Smith also helped lead a new exhibit at Epcot’s American Adventure, inspired by the Disney-Pixar film “Soul” and the history of jazz.
A native of New York, she graduated from Hunter College with a degree in communication arts, and later earned a Master’s degree in international administration from New York University.
In an official profile, Smith said the Splash Mountain assignment “gives our company an opportunity to showcase our first African-American Princess. We need to be able to tell stories that are inspiring and enlightening but also that speak to a community that has not been well-represented in our Parks and Resorts.”
She calls the Jungle Cruise, “a unique opportunity to basically tell a story that does not perpetuate any stereotypes and to make sure that it’s reflective of our Guests in a very positive way, but it also gave us an opportunity to salute the Skippers that are critical to the experience that our Guests have.”
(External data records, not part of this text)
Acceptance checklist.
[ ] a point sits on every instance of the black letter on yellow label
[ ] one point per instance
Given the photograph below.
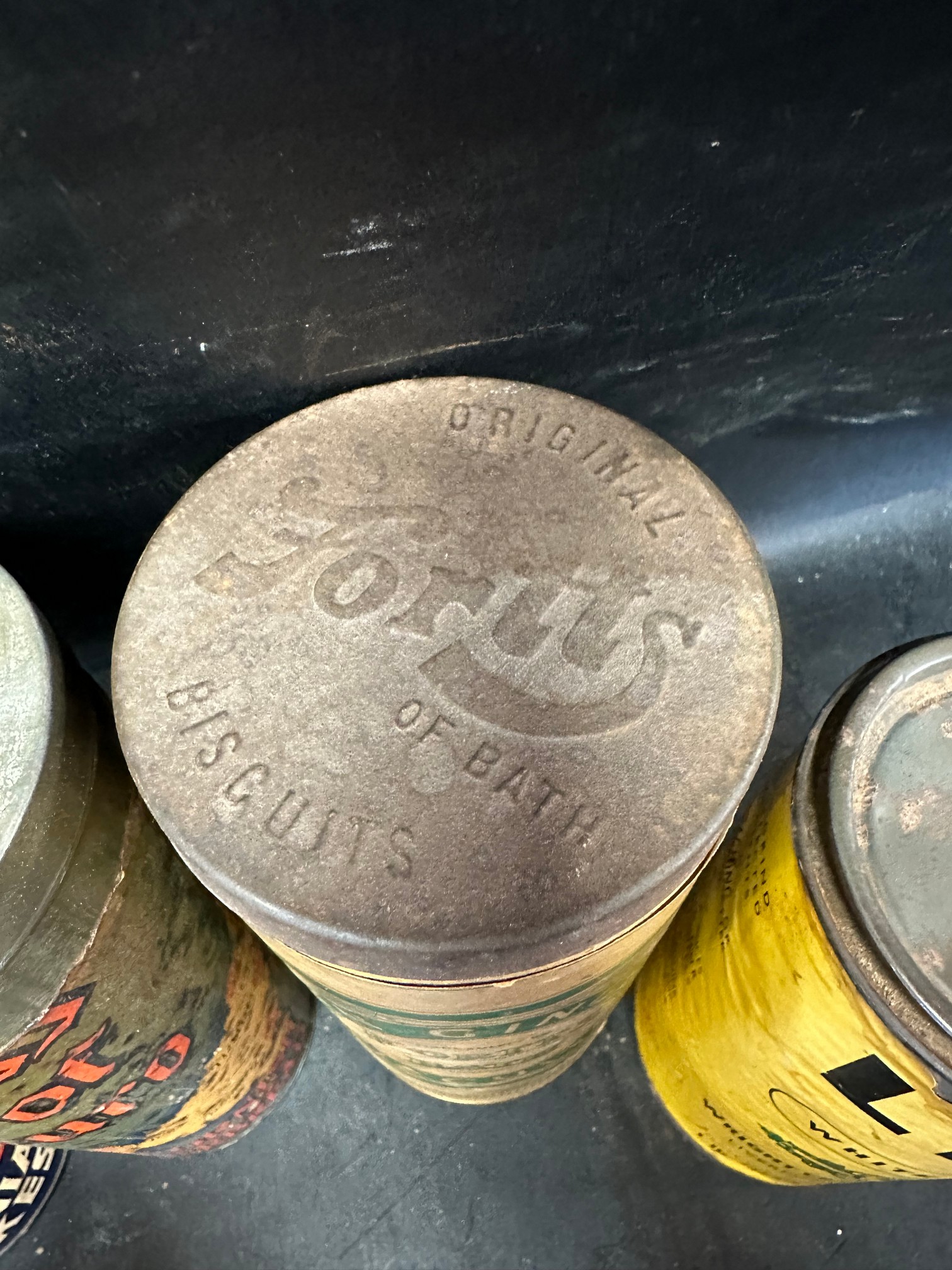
(868, 1080)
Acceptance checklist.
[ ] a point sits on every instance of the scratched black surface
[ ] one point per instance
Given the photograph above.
(729, 220)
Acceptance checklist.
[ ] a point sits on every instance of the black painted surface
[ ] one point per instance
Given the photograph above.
(729, 220)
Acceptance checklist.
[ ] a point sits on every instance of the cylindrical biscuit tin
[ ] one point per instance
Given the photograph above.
(450, 687)
(136, 1012)
(798, 1017)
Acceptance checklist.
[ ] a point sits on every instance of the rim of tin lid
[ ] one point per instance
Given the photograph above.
(32, 717)
(890, 801)
(547, 578)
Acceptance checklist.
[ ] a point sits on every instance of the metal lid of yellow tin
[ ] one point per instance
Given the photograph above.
(46, 769)
(447, 678)
(890, 798)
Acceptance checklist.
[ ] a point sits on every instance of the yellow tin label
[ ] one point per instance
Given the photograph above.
(484, 1042)
(759, 1044)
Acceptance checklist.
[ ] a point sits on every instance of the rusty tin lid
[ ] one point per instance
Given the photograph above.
(890, 801)
(448, 678)
(46, 769)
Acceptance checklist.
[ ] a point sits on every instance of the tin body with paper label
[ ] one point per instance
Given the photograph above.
(798, 1020)
(414, 680)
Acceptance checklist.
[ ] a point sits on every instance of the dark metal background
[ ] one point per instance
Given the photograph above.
(729, 220)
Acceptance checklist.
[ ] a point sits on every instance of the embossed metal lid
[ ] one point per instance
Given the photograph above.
(890, 801)
(45, 769)
(448, 678)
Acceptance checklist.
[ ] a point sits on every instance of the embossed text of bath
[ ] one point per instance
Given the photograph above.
(548, 655)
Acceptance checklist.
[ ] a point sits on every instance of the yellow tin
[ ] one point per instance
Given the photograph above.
(798, 1019)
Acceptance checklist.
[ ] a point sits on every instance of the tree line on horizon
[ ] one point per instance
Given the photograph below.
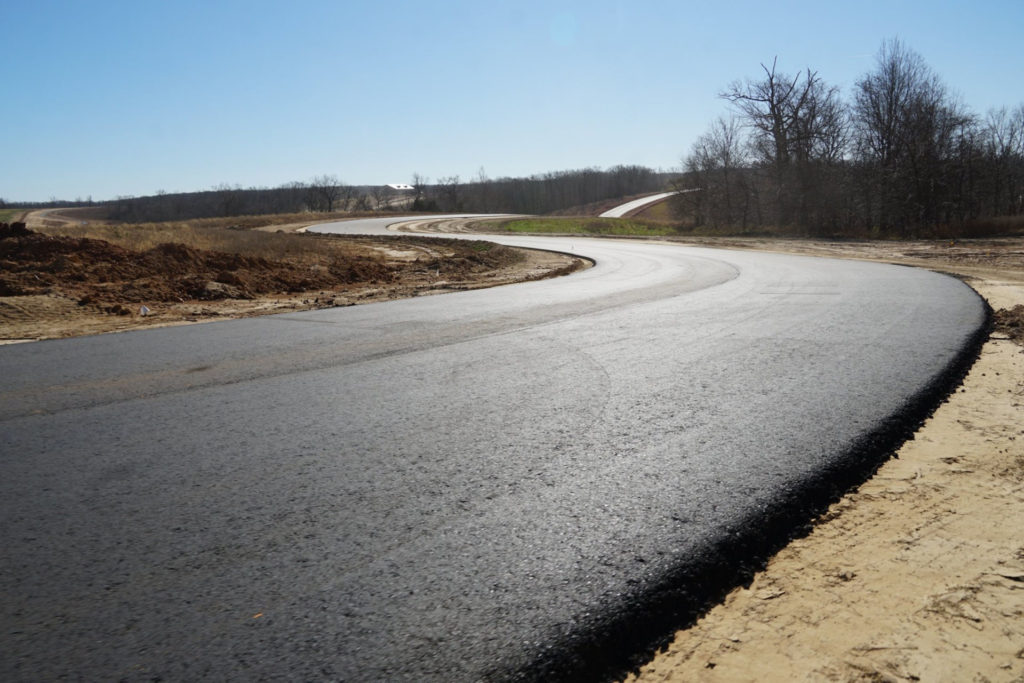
(902, 157)
(535, 195)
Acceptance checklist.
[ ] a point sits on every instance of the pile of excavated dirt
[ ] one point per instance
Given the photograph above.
(93, 270)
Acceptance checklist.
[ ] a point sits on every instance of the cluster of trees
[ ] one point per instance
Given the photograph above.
(902, 157)
(324, 193)
(540, 194)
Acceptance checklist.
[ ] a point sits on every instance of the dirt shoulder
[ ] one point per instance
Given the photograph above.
(69, 283)
(919, 574)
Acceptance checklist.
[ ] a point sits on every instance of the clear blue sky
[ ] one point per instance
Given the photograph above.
(103, 98)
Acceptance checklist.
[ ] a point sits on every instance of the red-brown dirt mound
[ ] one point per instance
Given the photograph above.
(34, 263)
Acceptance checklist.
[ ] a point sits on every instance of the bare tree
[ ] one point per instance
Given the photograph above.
(914, 134)
(714, 168)
(325, 190)
(797, 122)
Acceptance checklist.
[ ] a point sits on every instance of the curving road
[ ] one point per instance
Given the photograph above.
(502, 483)
(623, 209)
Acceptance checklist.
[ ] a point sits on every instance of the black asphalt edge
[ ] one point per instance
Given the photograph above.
(615, 643)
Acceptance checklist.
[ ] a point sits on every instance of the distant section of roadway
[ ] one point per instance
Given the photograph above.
(504, 483)
(624, 209)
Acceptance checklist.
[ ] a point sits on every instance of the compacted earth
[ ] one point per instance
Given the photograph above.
(54, 285)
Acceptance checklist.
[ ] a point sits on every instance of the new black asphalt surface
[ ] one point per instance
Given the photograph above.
(527, 481)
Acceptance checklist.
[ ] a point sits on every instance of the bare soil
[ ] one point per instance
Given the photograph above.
(58, 286)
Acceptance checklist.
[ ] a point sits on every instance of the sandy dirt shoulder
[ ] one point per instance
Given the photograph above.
(919, 574)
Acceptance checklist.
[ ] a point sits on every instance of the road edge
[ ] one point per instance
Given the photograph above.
(626, 637)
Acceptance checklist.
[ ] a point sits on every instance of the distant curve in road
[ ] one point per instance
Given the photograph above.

While Smith’s role is putting her increasingly in the spotlight, other important women have played critical roles throughout Walt Disney World’s nearly 50 years of operation.
Meg Crofton was one of those trailblazers.
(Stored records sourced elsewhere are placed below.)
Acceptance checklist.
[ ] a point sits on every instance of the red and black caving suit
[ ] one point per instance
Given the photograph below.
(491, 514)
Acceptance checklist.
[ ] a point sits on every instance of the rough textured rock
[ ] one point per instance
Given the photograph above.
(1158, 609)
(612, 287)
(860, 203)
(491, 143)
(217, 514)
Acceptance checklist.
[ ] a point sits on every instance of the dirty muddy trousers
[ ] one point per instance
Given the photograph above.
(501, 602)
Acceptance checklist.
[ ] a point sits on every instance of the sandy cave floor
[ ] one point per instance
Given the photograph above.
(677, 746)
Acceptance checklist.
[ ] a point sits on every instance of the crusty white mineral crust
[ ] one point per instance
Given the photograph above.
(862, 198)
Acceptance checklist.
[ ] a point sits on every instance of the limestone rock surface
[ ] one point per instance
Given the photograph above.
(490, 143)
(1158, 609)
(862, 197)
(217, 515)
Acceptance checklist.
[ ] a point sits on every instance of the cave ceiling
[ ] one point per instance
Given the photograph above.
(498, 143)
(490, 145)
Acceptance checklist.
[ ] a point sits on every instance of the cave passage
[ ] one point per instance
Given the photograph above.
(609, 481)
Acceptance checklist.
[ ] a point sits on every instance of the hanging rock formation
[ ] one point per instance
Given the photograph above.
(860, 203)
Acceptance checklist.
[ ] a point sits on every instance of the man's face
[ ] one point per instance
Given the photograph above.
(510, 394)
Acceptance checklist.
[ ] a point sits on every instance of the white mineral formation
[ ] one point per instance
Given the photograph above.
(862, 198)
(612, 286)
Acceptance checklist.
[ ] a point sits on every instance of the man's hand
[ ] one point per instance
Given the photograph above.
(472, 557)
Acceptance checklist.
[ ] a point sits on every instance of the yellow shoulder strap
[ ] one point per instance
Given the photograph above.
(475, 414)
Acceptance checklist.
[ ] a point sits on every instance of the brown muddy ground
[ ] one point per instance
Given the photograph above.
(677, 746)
Born in 1953, Crofton graduated Florida State University and later earned a master’s degree, before starting her Disney career in 1977. Her first assignment was marketing manager for Vista-United Telecommunications, a subsidiary that provided telecommunication services to the Florida resort. After a brief stint away, Crofton re-joined Vista-United as operations manager in 1981, before branching out to manage Disney’s Golf Resort, now Shades of Green, in 1984.
After a steady rise, Crofton was promoted to executive vice president of human resources for all of Walt Disney Parks and Resorts in 2002.
Crofton then made history as the first female president of Walt Disney World in 2006, overseeing more than 60,000 local cast members. She took on her final assignment, President of Walt Disney Parks and Resorts’ U.S. and France operations in 2013.
A year later, Crofton announced plans to retire saying, in part “I am deeply proud of every moment I have spent here and feel richly blessed to have had a ringside seat to watch our Company’s special brand of magic touch hearts.”
She retired on June 1, 2015 after nearly 38 years of making magic.
Later that year, Crofton was given one of the ultimate Disney honors: her very own window above a shop on Main Street, USA in the Magic Kingdom. It features her full name, “Meg Gilbert Crofton” underneath the “Center for Leadership Development & Mentoring” and a motto: “We start leaders on their journeys.”
Crofton paved the way for numerous other women to grow in prominence at Walt Disney World, like Chef Yolanda Lazo Colon ,who is both the creative lead and manager of Amorette’s Patisserie at Disney Springs, and Chef Amanda Lauder who fills a similar role at the other Disney-owned sweet spot at the Springs, The Ganachery.
A more direct example of Crofton’s legacy: for the first time, all four Walt Disney World theme parks are led by women.
Jackie Swisher took over as Disney’s Hollywood Studios Vice President in July 2020. Her nearly 18-year Disney career also includes a time as Vice President of Worldwide Safety Services.
This month Melissa Valiquette formally took over as the Magic Kingdom’s Vice President, after running EPCOT from July 2015 until February. Kartika Rodriguez was recently named as Valiquette’s replacement as VP of Epcot. She has been with Disney for 15 Years.
Also in time for Women’s History Month, Sarah Riles was tapped to become the next Vice President of Disney’s Animal Kingdom. Riles previously was the Vice President of Optimization & Business Transformation. She has been with Disney for over 22 years.